Sustainable energy experts say getting rid of coal is critical in curbing climate change. While the current renewable landscape is not perfect, they say technologies are improving.
“This is the decade of climate action that we really need to be moving on right now,” said Makena Coffman, University of Hawaii professor and director for the Institute for Sustainability and Resilience. “And so these are available technologies and they might get incrementally better, but let’s not wait 10 years to do it.”
Profits from the increased electricity costs to Hawaii consumers will go mostly to overseas oil producers, said Hawaii's Chief Energy Officer Scott Glenn.
Hawaii’s petroleum is distributed by Par Pacific, a Houston-based company which has traditionally sourced the state's oil from Libya and Russia. But after the invasion of Ukraine, Hawaii halted oil shipments from Russia and replaced it with products from Argentina.

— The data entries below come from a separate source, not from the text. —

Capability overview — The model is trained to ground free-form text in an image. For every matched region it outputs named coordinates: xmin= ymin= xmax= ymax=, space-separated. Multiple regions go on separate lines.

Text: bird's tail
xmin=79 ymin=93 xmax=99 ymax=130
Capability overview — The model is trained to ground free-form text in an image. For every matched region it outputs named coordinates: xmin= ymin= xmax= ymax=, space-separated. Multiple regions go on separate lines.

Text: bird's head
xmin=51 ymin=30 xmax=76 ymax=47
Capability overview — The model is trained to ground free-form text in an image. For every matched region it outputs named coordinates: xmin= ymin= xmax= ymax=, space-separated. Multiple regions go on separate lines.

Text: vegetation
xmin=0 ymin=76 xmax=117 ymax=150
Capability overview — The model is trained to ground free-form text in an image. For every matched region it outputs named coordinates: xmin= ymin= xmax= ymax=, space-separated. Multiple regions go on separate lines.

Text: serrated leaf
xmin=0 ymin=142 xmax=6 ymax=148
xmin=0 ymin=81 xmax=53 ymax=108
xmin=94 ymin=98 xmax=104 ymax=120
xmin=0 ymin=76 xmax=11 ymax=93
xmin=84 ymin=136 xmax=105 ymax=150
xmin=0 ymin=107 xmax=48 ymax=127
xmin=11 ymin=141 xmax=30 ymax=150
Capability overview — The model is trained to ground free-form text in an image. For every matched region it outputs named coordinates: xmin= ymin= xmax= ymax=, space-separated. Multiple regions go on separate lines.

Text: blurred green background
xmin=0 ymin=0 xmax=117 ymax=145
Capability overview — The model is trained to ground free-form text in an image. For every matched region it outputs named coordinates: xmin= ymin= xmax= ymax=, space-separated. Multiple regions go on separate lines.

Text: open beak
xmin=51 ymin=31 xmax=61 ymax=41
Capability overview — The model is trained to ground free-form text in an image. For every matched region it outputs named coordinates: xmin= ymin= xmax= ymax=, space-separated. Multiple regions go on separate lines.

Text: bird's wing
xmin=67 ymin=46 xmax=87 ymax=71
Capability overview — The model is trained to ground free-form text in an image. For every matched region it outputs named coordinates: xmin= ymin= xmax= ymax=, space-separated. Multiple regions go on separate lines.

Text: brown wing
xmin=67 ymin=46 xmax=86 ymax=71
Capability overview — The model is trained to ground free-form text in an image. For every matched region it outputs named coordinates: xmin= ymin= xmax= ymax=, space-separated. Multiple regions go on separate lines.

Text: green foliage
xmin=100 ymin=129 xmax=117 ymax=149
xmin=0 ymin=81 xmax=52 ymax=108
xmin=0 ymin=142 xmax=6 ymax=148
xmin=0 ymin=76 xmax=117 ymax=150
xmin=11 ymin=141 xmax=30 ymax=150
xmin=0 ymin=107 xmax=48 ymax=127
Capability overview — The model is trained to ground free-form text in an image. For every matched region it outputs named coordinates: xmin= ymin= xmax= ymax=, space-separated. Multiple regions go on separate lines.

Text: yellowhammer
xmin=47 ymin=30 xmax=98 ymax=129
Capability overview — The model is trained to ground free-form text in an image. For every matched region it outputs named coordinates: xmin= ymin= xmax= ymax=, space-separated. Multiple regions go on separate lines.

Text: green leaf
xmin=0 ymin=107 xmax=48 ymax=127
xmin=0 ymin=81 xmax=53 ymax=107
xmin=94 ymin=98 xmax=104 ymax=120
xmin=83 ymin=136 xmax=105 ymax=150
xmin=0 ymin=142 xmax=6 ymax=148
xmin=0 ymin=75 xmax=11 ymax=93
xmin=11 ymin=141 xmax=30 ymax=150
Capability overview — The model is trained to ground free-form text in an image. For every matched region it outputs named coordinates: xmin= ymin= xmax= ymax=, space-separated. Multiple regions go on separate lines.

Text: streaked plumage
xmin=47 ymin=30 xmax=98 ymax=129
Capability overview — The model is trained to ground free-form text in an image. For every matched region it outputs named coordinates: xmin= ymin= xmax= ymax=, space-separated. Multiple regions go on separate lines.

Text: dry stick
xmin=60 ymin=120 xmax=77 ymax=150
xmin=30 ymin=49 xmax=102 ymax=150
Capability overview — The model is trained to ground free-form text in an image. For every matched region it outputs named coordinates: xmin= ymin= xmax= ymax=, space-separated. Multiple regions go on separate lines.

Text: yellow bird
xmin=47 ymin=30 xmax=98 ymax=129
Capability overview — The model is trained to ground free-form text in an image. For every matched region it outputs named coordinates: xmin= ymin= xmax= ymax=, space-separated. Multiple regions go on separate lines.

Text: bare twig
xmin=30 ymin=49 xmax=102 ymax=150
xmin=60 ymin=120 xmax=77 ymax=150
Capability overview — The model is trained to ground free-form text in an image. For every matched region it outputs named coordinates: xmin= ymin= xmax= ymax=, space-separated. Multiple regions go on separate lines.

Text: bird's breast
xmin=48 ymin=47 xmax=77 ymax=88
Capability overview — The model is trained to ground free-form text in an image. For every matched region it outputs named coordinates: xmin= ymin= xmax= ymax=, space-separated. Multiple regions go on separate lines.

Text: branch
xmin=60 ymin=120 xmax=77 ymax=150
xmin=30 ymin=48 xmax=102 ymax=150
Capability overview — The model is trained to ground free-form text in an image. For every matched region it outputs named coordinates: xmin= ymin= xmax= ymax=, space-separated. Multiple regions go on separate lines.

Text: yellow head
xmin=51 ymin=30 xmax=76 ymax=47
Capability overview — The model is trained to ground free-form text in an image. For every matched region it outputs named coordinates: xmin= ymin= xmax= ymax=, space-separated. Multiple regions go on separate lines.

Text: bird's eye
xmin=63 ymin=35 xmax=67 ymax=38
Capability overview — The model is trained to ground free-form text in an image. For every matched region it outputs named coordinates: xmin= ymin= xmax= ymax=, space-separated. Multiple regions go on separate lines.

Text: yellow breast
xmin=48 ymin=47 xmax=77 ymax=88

Extending the coal plant's operation would be complicated and costly, Glenn said, noting that the plant has been planning decommissioning for years and would now have to buy coal at market price.
“Coal is going up. It’s getting more expensive,” he said of the supply Hawaii gets from clearcut rainforests in Indonesia. "If we were using U.S. coal, it would not be the cheapest energy source on the grid.”
Why would Hawaii, a small U.S. state in the middle of the Pacific, try to lead the way in moving to sustainable energy?
“We are already feeling the effects of climate change,'" Glenn said. “It’s not fair or right to ask other nations or states to act on our behalf if we are not willing and able to do it ourselves. If we don’t, we drown.”
This story has been corrected to show that HECO is the primary distributor of electricity in the state, not the sole distributor. Kauai County has its own co-op.
Associated Press data journalist Mary Katherine Wildeman in Hartford, Conn. contributed to this report.